Originada no continuum de ilhas e de territórios à beira-rio, a vida nos portos tem uma dinâmica particular com características tão próprias que burlaram o fato de estarem em ambiente citadino adverso ao modus vivendi urbano. Um Movimento de “Portas para o Rio” se contrapõe às iniciativas de abertura de “Janelas para o Rio” como já é conhecida na cidade a iniciativa governamental – observado o jogo político-partidário que se alterna no Estado e no município – e que exclui a população tradicionalmente ocupante da orla, mas que é permissiva com o empresariado que tão estrategicamente se colocou às margens da Baía do Guajará e do rio Guamá para garantir a chegada de materias e o embarque de mercadorias com muito pouca contribuição direta para a preservação da paisagem e  o respeito aos recursos.

A pesquisa de Jackson, orientado peloDr. Rodrigo Peixoto, da Coordenação de Ciências Humanas do Museu Goeldi, integra um projeto maior de instalação de um Observatório de Conflitos Urbanos em convênio com a Universidade Federal do Rio de Janeiro, que no início de 2012, coloca no ar um site  onde estarão informações sobre a iniciativa, além de recursos como mapas de ocupação dessas áreas e discussões acerca das intervenções oficiais.

Ainda no primeiro dia de apresentações no Seminário que prossegue até o dia 1º no auditório Paulo Cavalcante no Campus de Pesquisa do Museu Goeldi, em Belém, apresentaram trabalhos duas bolsistas dedicadas à linha de pesquisa que trata das Dinâmicas socioculturais e ocupação humana na Amazônia. A avaliadora dos trabalhos dessa linha é a Dra. Pascale de Robert, pesquisadora do  Institute de Rechercehe pour le Développement (IRD) da França.

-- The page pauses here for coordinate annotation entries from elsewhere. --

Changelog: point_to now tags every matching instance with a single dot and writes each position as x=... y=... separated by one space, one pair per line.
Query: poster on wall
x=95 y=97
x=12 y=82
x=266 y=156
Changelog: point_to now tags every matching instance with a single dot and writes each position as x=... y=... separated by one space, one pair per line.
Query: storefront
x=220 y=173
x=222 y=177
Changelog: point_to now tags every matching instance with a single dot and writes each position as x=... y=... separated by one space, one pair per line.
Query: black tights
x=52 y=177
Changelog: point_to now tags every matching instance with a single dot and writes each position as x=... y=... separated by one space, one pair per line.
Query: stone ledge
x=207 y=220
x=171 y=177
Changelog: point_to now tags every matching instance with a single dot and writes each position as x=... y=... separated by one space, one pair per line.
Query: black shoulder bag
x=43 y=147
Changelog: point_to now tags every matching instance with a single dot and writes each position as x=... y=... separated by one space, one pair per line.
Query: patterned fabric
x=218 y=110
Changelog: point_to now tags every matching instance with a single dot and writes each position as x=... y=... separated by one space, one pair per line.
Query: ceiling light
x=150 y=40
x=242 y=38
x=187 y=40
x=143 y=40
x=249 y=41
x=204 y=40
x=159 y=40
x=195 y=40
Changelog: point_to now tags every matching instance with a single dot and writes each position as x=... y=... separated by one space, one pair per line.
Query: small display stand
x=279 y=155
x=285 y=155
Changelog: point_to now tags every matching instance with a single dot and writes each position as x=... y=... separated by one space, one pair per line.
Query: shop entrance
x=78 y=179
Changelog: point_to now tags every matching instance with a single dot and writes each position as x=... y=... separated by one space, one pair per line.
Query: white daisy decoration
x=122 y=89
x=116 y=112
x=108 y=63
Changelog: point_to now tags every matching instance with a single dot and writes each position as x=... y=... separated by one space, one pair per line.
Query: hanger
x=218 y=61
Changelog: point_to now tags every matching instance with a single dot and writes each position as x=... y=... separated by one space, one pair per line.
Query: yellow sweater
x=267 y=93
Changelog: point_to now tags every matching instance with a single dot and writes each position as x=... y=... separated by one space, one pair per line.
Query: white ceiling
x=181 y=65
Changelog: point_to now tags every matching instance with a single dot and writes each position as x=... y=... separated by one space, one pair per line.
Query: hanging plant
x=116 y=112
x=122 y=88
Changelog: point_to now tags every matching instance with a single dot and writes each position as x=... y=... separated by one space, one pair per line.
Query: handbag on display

Figura humana e preservação de línguas indígenas - Hannah Nascimento apresentou estudo da figura humana que desenvolve dentre as peças da coleção arqueológica do Museu Goeldi, em particular às peças da Cultura Tapajônica oriundas de Monte Alegre, num primeiro momento, e de Santarém, numa etapa posterior. Orientada pela arqueóloga Edithe Pereira, Hannah estuda os itens de Coleções formadas entre outros por Frederico Barata e Peter Hilbert, contribuintes da formação dos acervos hoje sob a guarde do Museu. Ela identificou 32 representações humanas e confirma a influência da Cultura Tapajônica na área do hoje município de Monte Alegre. Do trabalho de Hannah, constará um glossário de termos que ajudará àqueles que não são da área a compreender melhor do que trata a investigação.

Dentro do projeto “Documentação e Estudo da Língua Arara”, Ana Carolina Alves, orientada pela Dra. Ana Vilacy, coletou depoimentos, fez registros em áudio e vídeo de falantes da língua em três aldeias diferentes. O material compõe Acervo Digital Permanente do Programa de Documentação de Línguas e Culturas Indígenas, mantido no Museu Goeldi, cujo site deverá estar pronto em 2012.

Um diagnóstico sociolinguístico e um sistema fonológico ampliado da língua Arara aumentam o conhecimento sobre a cultura desse povo numa pesquisa contínua e que requer análise mais refinada já que a língua apresenta nível de sofisticação onde o pronome pessoal da 1a. Pessoa do plural da língua portuguesa - o Nós - , para o idioma Arara se sub-divide em três distintos pronomes que determinam categorias mais apuradas de sujeitos falantes.

Serviço

Seminário do Programa de Capacitação Institucional do Museu Goeldi prossegue até o dia 1º no Auditório Paulo Cavalcante, no Campus de Pesquisa, à Av. Perimetral,1901, em Belém, com apresentações sistemas naturais e diversidade biológica e comunicação da ciência na Amazônia.